Come potevo pensare che a sparare sarebbero state le istituzioni “neutrali”, scese ormai in campo in modo più che evidente?

Oggi tocca a me, trarre le conseguenze definitive in modo chiaro, evitando le ipocrisie o i giri di parole di cui la politica è spesso infarcita.

Non accetto il ricatto che si possa far saltare per aria una banca, dando corso ad una volontà legittimamente assunta dal proprio consiglio di amministrazione.

Non accetto che, attraverso l’accusa agli amministratori di non aver usato sufficiente acume critico (a fronte di perizie di società internazionali di altissimo livello), si possano paventare fantomatiche ed irrealistiche responsabilità penali.

Non accetto che un progetto politico nato per il cambiamento sia messo a repentaglio da chi il cambiamento non lo vuole e anzi spinge per andare verso una anarchia preordinata in cui si potrebbero instaurarsi scenari inquietanti per il Paese.

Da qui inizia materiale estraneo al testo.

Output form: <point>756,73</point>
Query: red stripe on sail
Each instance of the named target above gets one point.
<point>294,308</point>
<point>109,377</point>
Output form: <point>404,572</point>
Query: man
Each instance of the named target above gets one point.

Occorre una reazione ferrea. Chiedo di agire prontamente perché si faccia chiarezza e si prosegua nell’azione avviata. Non possono bastare alcuni condizionali per interrompere il percorso avviato.

Certo, bisogna dare nuovo impulso all’azione di governo e perciò lascio a qualcun altro, più sereno e più fresco di me, il ruolo di Segretario di Stato per le Finanze e Bilancio, per spuntare le armi di una cattiva politica che fa dell’insulto personale uno strumento di contrapposizione e affermazione e della minaccia – talvolta anche fisica – uno strumento di pressione e di azione per vincere anche quando le regole democratiche hanno sancito un risultato diverso.

Ora le forze di opposizione e, aggiungo, anche le parti sociali non hanno più alibi. Se veramente intendono fornire il loro contributo in termini di idee e proposte per assicurare una prospettiva seria e credibile alla comunità sammarinese, è giunto il momento di dimostrarlo, in modo trasparente, leale, corretto e rispettoso dei ruoli. L’orco, infatti, tra pochi giorni non sarà più membro di governo.

Se tutto ciò accadesse, ne sarei pienamente soddisfatto, perché significherebbe che il mio passo indietro ha avuto un senso.